''8 Aralık'tan sonra hiçbir şey eskisi gibi olmayacak. İran eski İran değil ve "Direniş Ekseni" de çöküş sürecinde. Lübnan ve Suriye bundan nasibini aldı. Bunun Yemen ve Irak'a mutlaka etkisi olacaktır.''
Serbest Ferhan Sindi Independent Türkçe’de yayımlanan İran'ın liderliğindeki "Direniş Ekseni" denilen cephede mevzi kaybetme sırasının Yemen ve Irak’ta olduğunu değerlendirdiği yazısı şöyle:
‘’İran'ın liderliğindeki "Direniş Ekseni" denilen cephe, mevzi kaybetmeye devam ediyor.
Gazze'deki ağır yıkımın ardından Lübnan'da Hizbullah'ın yediği ağır darbeler örgütü belini doğrultamayacağı bir hale getirdi.
on olarak da 8 Aralık'ta İran'ın Lübnan'la bağlantı hattı ve Akdeniz'e klasik tabirle sıcak sulara açılan kapısı Suriye rejimi de düştü.

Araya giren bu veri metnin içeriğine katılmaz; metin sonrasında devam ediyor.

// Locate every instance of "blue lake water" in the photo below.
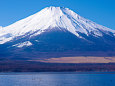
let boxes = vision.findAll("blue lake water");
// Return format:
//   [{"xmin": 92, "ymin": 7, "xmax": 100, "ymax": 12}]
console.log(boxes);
[{"xmin": 0, "ymin": 72, "xmax": 115, "ymax": 86}]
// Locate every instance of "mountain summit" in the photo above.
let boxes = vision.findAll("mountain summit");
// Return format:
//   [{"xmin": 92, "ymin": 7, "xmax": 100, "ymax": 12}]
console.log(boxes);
[
  {"xmin": 0, "ymin": 6, "xmax": 115, "ymax": 44},
  {"xmin": 0, "ymin": 6, "xmax": 115, "ymax": 58}
]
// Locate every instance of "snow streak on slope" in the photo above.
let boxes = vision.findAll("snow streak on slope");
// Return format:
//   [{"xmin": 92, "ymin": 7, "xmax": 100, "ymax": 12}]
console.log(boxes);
[
  {"xmin": 0, "ymin": 6, "xmax": 115, "ymax": 44},
  {"xmin": 12, "ymin": 41, "xmax": 32, "ymax": 48}
]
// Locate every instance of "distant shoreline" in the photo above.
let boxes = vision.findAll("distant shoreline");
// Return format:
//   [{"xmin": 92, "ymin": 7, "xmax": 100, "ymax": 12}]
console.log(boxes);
[
  {"xmin": 0, "ymin": 72, "xmax": 115, "ymax": 74},
  {"xmin": 0, "ymin": 60, "xmax": 115, "ymax": 72}
]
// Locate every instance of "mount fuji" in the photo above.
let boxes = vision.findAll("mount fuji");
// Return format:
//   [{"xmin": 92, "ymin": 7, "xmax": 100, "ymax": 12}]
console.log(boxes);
[{"xmin": 0, "ymin": 6, "xmax": 115, "ymax": 59}]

Bu gelişmelerin ardından gözler "Direniş Ekseni"nin iki önemli kalesi olarak görülen Yemen ve Irak'a çevrildi.
İsrail'in İran'ın Irak'taki paramiliter gücü olan Haşdi Şabi'yi vuracağına dair söylentiler 7 Ekim'den bu yana dolaşıyor fakat burada çok büyük bir olay yaşanmadı.
Irak'ın istikrarsızlığa sürüklenmemesi için ABD'nin İsrail'i frenlediği söyleniyor. Fakat Nuceba Hareketi, Irak Hizbullahı ve kendisine Irak İslam Direnişi adını veren gruplar İsrail'e yönelik saldırılarını hiç kesmedi ve bunu kamuoyuna ilan etmekten de kaçınmadı.
Ortadoğu'da dengeler yeniden kurulurken herkes durduğu yeri sağlamlaştırmaya ya da sağlam gördükleri cepheye geçmeye çalışıyor.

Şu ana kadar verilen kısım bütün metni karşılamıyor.